Viruses Target Super-Short Protein Motifs to Disrupt Host Biology

During an early COVID-19 lockdown in March 2020 in Copenhagen, Denmark, we, like many in the scientific community, turned our attention to SARS-CoV-2, the virus responsible for the world-changing disease. Things were moving at a fast pace. Every day, countless papers were published with clues to how this virus invades our cells and wreaks havoc in our bodies, with the hope of slowing its spread and helping the infected.

Our team at the University of Copenhagen’s Novo Nordisk Foundation Center for Protein Research wanted to contribute to the global research effort by studying the interactions between viral and host proteins. Specifically, we wanted to look for the role of a type of protein interaction that is relatively new to science, one that involves short stretches of amino acids known as SLiMs (short linear motifs). While the traditional structure-begets-function mentality regarding protein interactions had largely overlooked the unstructured protein regions and the short motifs within them, the past few decades have challenged this view, as researchers have documented the importance of SLiMs in a widening range of cellular functions.

What first drew our attention to SLiMs at the onset of the COVID-19 pandemic was the increasing recognition that many pathogens have evolved to “mimic” host SLiMs. With only a few amino acid changes, viruses can become equipped to interact with key host proteins and thereby meddle in critical cellular functions to promote viral proliferation or avoid detection by the immune system. In fact, many SLiMs were first discovered in viruses before they were described in non-viral proteins.

Together with our collaborators in Sweden and London, we developed a novel pipeline to discover SLiMs in viral-host interactions. Our work revealed a specific interaction between SARS-CoV-2’s nucleocapsid (N) protein, which packages the viral RNA and is critical for viral replication, and the human stress granule proteins G3BP1 and G3BP2. A cell forms stress granules upon sensing a stressor such as a virus. Alongside other functions, this causes the cell to stop protein production and minimize energy use, which can hamper viral functions, and viruses have evolved to disrupt this and other defense mechanisms.

In the late 1990s, it became clear that unstructured protein regions were not only abundant, they mediated important cellular functions.

In this context, we showed that SARS-CoV-2’s N protein disrupts stress granules by binding to G3BP proteins via a SLiM-based interaction that supports viral replication. Furthermore, to exploit this SLiM-based interaction, we developed a strong peptide inhibitor that significantly hampered viral proliferation in cells. This exposes an attractive avenue to follow for antiviral drug development, focusing on these short and elusive motifs, shown to be critical components in viral-host interactions.

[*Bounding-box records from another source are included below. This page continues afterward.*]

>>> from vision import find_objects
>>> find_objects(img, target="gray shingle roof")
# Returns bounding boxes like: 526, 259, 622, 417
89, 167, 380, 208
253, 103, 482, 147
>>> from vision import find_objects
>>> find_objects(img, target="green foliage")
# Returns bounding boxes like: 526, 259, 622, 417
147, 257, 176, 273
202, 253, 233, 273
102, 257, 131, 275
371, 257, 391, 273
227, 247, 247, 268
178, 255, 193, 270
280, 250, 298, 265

As we look back at the evolving field of protein interactions, it’s exciting to consider just how recently the discovery of SLiMs rests on the timeline. Protein regions that were once ignored, grouped with others that lacked a defined structure, are now a growing focus in protein research, providing a new lens through which to study cellular function and disease. Beyond the more traditional view that protein interactions are mainly mediated by well-structured, three-dimensional domains whose interactions tend to be strong and long-lasting, we are coming to appreciate the transient and complex nature of proteins and the signaling networks they build, the foundation of cellular biology as we know it.

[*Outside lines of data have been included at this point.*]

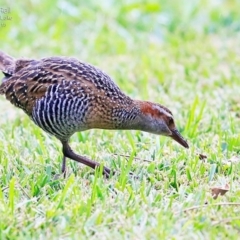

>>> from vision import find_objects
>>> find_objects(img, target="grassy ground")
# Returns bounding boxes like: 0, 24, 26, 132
0, 0, 240, 239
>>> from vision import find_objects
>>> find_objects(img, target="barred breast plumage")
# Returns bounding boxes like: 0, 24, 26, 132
0, 51, 188, 176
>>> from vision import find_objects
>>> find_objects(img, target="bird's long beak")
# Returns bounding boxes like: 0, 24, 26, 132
170, 129, 189, 148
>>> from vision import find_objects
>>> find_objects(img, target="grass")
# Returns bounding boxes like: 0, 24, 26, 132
0, 0, 240, 239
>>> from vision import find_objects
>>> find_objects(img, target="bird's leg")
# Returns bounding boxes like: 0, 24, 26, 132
62, 142, 114, 177
62, 155, 67, 178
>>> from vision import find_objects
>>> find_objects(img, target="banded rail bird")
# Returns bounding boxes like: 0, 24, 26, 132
0, 51, 188, 176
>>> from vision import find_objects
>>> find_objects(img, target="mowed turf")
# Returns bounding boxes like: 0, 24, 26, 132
0, 0, 240, 239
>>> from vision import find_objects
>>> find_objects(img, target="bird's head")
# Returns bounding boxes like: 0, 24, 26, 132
134, 101, 189, 148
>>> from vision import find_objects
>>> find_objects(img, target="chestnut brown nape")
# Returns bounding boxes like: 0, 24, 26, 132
0, 51, 187, 177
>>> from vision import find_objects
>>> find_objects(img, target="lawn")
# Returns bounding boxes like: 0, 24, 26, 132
0, 0, 240, 239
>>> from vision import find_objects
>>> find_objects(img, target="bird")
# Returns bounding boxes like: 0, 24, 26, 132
0, 51, 189, 177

SLiM BASICS In the early days of studying protein behavior, researchers recognized that large, structured protein domains often interacted with each other in a lock-and-key fashion, fitting together almost like puzzle pieces. Toward the end of the 20th century, however, the growing discovery of previously overlooked unstructured regions suggested that there was more to the story. One type of protein interaction mediated by the unstructured proteome involves short linear motifs (SLiMs), abundant stretches of up to 10 amino acids. Their interactions with other proteins are generally transient and weak, but SLiMs are nevertheless significant contributors to protein function and regulatory mechanisms in the cell.
Structured protein domains	SLiMs
Approximately 50–200 amino acids, with several points of contact	Just ~2–10 amino acids, with only 2–3 that act as core binding determinants
Distinct three-dimensional structure	Lack a three-dimensional structure
Strong and often long-lasting interactions, such as in protein complex formation	Weak, transient interactions
Bind domains of other protein partners, interactions that often resemble a lock-and-key mechanism	Typically bind to a conserved pocket on a globular protein domain
© Scott Leighton	© Scott Leighton

See full infographic: WEB | PDF

Paradigm shift

There are more than 20,000 proteins encoded in the human genome, and if you look at any structure in the RCSB Protein Data Bank, you will likely find that one part is consistently missing—a region that researchers could not solve. This is commonly seen in protein regions that lack a three-dimensional structure. For decades, these cases were dismissed as exceptions because the scientific community thought that a protein’s distinct three-dimensional structure determined its function, governing how it can interact with other proteins, like a key fitting neatly into a lock.

This idea was first described by German chemist Emil Fischer at the turn of the 20th century, and his hypotheses largely aligned with the results of many researchers interrogating protein structure over the second half of the 20th century, determined with the help of novel techniques such as X-ray crystallography and nuclear magnetic resonance spectroscopy. But while these often strong interactions between well-structured protein regions undoubtedly hold a critical place in biology, the focus on them overlooked countless unstructured regions that exist in the proteome. That all changed in the late 1990s when it became clear that these unstructured protein regions were not only abundant, they mediated important cellular functions.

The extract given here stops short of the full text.